Real Weddings

ON A CRISP CLEAR AUTUMN DAY surrounded by rolling countryside,Andrew took Mel on a horse ride to one of his favourite spots on Millamolong, his family's 10- thousand acre property, near Orange.He went through a mental checklist of the items he'd packed for his picnic at Wallaby Rocks, an outcrop overlooking the glorious Belubula River. Delicious cheeses, pate and strawberries sat snugly inside his well-worn leather saddle bag, alongside a 1996 bottle of Penfolds Grange Hermitage, crystal glasses and the ring. He couldn't wait to ask Mel to be his wife.

Earlier, Andrew's mother had looked on suspiciously as he packed the food and wine, as he had never packed a picnic before in his life! But unaware of Andrew's plans that day, his father James, accosted them, drafting the couple into a sheep muster. For Andrew it felt like an eternity. "Can we move these old girls along a bit faster Dad?" Andrew hollered, a little anxious he might be retracing his steps the next day, to propose to his English rose with soggy Sao's and sloppy strawberries. He needn't have worried. The romantic sojourn went ahead, with Andrew proposing on bended knee at dusk.
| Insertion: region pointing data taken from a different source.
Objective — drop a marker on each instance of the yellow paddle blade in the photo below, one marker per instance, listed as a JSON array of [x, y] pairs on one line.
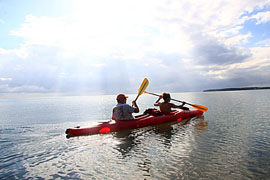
[[142, 87], [200, 107]]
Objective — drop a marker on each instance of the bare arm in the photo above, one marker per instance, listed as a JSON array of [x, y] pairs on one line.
[[136, 107], [157, 102]]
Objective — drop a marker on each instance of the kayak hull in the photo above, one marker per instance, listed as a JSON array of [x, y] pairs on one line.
[[141, 121]]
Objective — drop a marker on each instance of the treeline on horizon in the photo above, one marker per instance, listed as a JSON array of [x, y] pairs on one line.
[[237, 89]]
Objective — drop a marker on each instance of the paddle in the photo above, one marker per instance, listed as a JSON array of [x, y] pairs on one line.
[[196, 106], [142, 88]]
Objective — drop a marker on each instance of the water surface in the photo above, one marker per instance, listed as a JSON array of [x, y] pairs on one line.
[[234, 145]]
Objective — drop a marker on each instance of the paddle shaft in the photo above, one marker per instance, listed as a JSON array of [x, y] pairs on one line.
[[171, 98], [142, 87]]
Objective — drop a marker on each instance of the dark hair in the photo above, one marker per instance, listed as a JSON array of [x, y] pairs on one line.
[[166, 95]]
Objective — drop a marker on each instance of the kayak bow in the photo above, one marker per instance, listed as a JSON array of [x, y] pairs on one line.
[[140, 121]]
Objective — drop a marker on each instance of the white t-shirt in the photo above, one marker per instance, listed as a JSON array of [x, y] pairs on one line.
[[123, 111]]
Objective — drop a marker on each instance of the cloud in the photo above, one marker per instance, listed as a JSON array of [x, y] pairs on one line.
[[107, 47], [262, 17], [210, 51]]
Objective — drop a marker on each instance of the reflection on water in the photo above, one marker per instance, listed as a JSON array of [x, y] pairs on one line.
[[146, 144], [231, 141]]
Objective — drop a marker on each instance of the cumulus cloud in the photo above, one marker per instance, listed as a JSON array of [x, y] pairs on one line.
[[108, 47]]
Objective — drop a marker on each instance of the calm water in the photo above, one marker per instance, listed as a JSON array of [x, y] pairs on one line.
[[234, 145]]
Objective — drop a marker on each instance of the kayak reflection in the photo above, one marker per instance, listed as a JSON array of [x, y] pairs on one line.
[[129, 140]]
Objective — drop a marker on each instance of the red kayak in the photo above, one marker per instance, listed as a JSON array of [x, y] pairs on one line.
[[152, 117]]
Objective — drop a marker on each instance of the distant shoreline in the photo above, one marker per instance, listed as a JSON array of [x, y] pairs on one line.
[[237, 89]]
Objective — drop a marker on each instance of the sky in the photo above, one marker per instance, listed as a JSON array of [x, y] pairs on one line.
[[109, 47]]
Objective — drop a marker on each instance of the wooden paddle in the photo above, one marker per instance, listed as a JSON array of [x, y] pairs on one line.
[[196, 106], [142, 88]]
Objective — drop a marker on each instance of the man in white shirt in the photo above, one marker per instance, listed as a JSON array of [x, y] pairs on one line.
[[123, 111]]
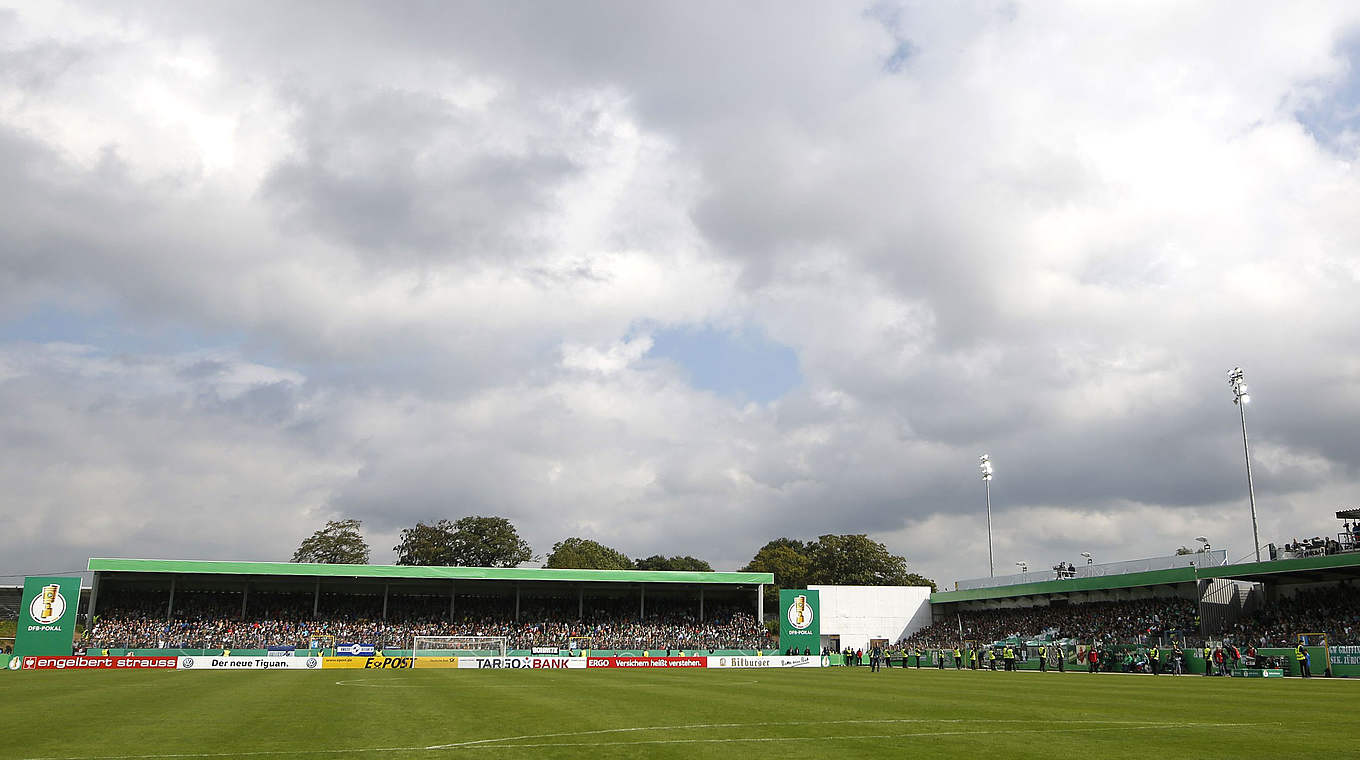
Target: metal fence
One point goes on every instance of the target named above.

The pair couldn't think of a more magical place to exchange their vows. Steeped in history, Millamolong's majestic 1930's homestead overlooks vineyards and a grand garden designed by Edna Walling. It was Andrew's heritage and the couple's future.

As Mel's mother Ruth helped her slip into her gorgeous gown designed by Karen Willis Holmes, the two savoured a few precious moments together, before the day began.

Inside the church perched on a hill, the brightly restored original organ hummed to the strains of Jesus Joy of Man's Desiring. Mel’s face beamed as she walked down the aisle.When it came to saying ‘I do,’ Mel was briefly overcome with emotion. But the Bishop of Bathurst saved the day, reaching into the depths of his tunic, to produce a well-pressed handkerchief. One of the readings the couple chose was written by the Italian Renaissance poet Francesco Petrarca, famous for saying "To say how much you love is to love but little." To keep guests cool in the searing heat, the couple organised for white paper fans to be placed on the church pews.

Tall gum trees bowed and the blue sky shone resplendently as the couple made their way into a marquee on the grounds of the estate.A more classic Australian bush setting couldn't have been possible. Inside, the lighting was perfect as guests tasted delectable wines from the property.They provided the perfect accompaniment to the superb cuisine.Andrew and Mel decided to name each table after places significant to them, including paddocks on Millamolong. Pinnacle Bluff, James' Folly, Brook Hall and of course Wallaby Rocks for the bridal table, were a few of their favourites. Antique furniture inside the marquee lent an air of extravagance, but also made it feel homely.

The cake had come from England, miraculously making its way through Australian customs unscathed.Another magical touch came in the form of a gift of two white doves from Joseph Corkhill, their greatest friend, MC and the person who originally introduced the pair at a polo match.

In a fitting tribute to the love of his Anglo-Australian friends, one dove had a tiny Union Jack around its neck, the other the Australian flag.